Less open to debate is the strategy’s popularity — a herding effect that some analysts say doomed it to blow up. Hedge funds increased their exposure to momentum stocks in every quarter of 2015, making it the second most popular style after expected growth, data compiled by Evercore ISI show.
On the long leg of the trade, valuations had become stretched. The Dow Jones Long Momentum index P/E ratio was 27.2 heading into the new year, 16 percent above the four-year average. Likewise, investors became weary of expensive shares after the selloff this year, causing momentum stocks to miss out on the S&P 500’s 6.6 percent March rally, said Abhra Banerji, the director of quantitative research at Evercore ISI. Price momentum shares fell 4.3 percent over the same period, according to a portfolio compiled by the banking advisory firm.
“The thing about valuations is that they can be stretched for a very long time, and then something will act as the trigger. In this case, it took a bunch of little things,” Banerji said. “People realized that the cheap stuff had been beaten down too far to no longer be attractive. People had become skeptical of valuations and a lot more skeptical of a lot more growth stocks.”
One cause of the momentum breakdown was “mean reversion,” according to JPMorgan strategist Marko Kolanovic, who predicted in January investors would rotate into value assets, seeking out shares priced at deep discounts to things like earnings and assets. Using long-short proxies, value beat momentum by 40 percent this year, buoyed by systematic strategies covering short positions, Kolanovic said in a March 17 note to clients.

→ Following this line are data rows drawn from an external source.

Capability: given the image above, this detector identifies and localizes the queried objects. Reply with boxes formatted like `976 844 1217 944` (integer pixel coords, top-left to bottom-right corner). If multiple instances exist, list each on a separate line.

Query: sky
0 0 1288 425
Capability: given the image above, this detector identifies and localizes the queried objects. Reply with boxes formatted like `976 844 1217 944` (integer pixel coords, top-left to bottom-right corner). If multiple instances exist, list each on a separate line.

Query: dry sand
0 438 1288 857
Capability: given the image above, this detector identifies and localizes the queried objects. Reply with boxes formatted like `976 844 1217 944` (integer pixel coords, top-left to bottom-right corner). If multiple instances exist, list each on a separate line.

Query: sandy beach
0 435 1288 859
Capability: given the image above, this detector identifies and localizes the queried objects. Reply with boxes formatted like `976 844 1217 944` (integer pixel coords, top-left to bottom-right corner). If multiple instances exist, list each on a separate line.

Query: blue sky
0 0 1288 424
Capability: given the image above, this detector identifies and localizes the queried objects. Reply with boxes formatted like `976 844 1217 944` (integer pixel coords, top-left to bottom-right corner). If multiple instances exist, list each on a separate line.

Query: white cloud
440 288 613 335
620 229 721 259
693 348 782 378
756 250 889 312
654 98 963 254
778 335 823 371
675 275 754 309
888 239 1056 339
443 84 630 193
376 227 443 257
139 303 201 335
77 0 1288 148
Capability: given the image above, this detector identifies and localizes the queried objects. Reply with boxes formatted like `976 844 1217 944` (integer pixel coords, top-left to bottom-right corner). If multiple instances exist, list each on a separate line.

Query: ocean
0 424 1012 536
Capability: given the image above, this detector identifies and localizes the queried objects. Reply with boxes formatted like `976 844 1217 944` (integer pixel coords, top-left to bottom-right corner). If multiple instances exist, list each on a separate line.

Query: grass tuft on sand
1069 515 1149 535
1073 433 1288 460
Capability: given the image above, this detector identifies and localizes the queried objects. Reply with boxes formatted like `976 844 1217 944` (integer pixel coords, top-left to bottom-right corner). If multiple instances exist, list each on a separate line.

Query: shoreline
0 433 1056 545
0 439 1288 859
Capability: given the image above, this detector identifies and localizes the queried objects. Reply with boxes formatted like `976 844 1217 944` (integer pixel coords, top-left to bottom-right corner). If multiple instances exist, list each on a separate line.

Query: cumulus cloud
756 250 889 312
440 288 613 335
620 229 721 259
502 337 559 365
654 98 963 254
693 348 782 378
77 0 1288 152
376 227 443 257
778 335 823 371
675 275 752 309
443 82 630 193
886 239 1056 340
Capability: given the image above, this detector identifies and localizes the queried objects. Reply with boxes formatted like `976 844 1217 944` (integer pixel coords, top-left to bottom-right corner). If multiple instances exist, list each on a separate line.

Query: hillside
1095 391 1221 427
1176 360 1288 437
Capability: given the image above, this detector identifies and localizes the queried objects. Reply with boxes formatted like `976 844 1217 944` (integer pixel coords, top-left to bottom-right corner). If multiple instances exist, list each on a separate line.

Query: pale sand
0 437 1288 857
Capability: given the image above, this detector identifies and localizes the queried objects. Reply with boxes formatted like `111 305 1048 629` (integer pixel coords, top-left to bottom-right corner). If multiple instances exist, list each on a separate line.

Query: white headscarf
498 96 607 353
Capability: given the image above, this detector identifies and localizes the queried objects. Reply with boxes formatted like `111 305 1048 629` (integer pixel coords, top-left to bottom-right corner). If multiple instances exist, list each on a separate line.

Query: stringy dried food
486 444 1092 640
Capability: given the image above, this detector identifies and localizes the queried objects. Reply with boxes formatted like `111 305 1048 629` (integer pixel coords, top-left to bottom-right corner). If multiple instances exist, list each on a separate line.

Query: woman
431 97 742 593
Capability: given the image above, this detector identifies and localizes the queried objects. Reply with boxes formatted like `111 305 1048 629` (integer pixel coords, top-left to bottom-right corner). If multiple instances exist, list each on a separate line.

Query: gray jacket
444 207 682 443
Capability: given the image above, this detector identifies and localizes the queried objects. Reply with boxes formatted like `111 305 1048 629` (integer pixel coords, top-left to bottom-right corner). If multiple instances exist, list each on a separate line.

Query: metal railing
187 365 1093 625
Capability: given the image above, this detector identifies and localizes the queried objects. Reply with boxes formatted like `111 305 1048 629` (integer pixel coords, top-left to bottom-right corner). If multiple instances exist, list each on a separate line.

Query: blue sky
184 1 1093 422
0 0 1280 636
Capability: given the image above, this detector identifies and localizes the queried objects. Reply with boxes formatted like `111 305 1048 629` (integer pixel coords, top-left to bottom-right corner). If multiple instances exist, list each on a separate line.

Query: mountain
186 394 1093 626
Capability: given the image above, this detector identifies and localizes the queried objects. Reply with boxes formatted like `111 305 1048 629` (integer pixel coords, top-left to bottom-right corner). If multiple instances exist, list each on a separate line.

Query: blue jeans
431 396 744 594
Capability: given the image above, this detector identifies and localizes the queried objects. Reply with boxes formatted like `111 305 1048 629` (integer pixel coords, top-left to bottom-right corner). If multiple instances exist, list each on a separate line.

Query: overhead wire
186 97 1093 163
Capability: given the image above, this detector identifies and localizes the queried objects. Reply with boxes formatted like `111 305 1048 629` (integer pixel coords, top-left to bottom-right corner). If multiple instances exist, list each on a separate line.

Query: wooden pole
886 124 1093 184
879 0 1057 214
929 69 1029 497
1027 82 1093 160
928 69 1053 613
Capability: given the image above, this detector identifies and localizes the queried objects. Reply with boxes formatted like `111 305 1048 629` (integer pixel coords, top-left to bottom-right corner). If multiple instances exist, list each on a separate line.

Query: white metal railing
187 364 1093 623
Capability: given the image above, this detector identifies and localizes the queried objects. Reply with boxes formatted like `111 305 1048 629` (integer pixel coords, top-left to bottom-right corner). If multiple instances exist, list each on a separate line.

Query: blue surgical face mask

That turnaround may have roiled returns for hedge funds. While they were snapping up the best-performing stocks, hedge funds also reduced value stock holdings in every quarter of last year, making it the least popular of the 10 styles tracked by Evercore ISI.
“Hedge funds and institutions by construction are positively exposed to expected growth and price momentum, which have not been doing well at all and are negatively exposed to value which is doing well,” Banerji said. “I don’t imagine that the performance of hedge funds and institutions has been good in this quarter.”
Still, this rotation is neither unusual nor unhealthy, said Banerji. It keeps valuations in check and resets performance expectations, he said. Momentum and value shares have rebalanced four times since 2006, with the last occurrence in 2013 lasting three months, according to Evercore.
“I’ve heard the same things before. There becomes a prevailing wisdom that value has lost its way, that valuation metrics have lost their way. Yet time and time again, the valuation you pay for a company relative to the cash flow it’s generating is as timeless as a great Sinatra song,” said David Sowerby, a portfolio manager at Loomis Sayles & Co. “It lends itself to longer term sustainable returns than the short term momentum game.”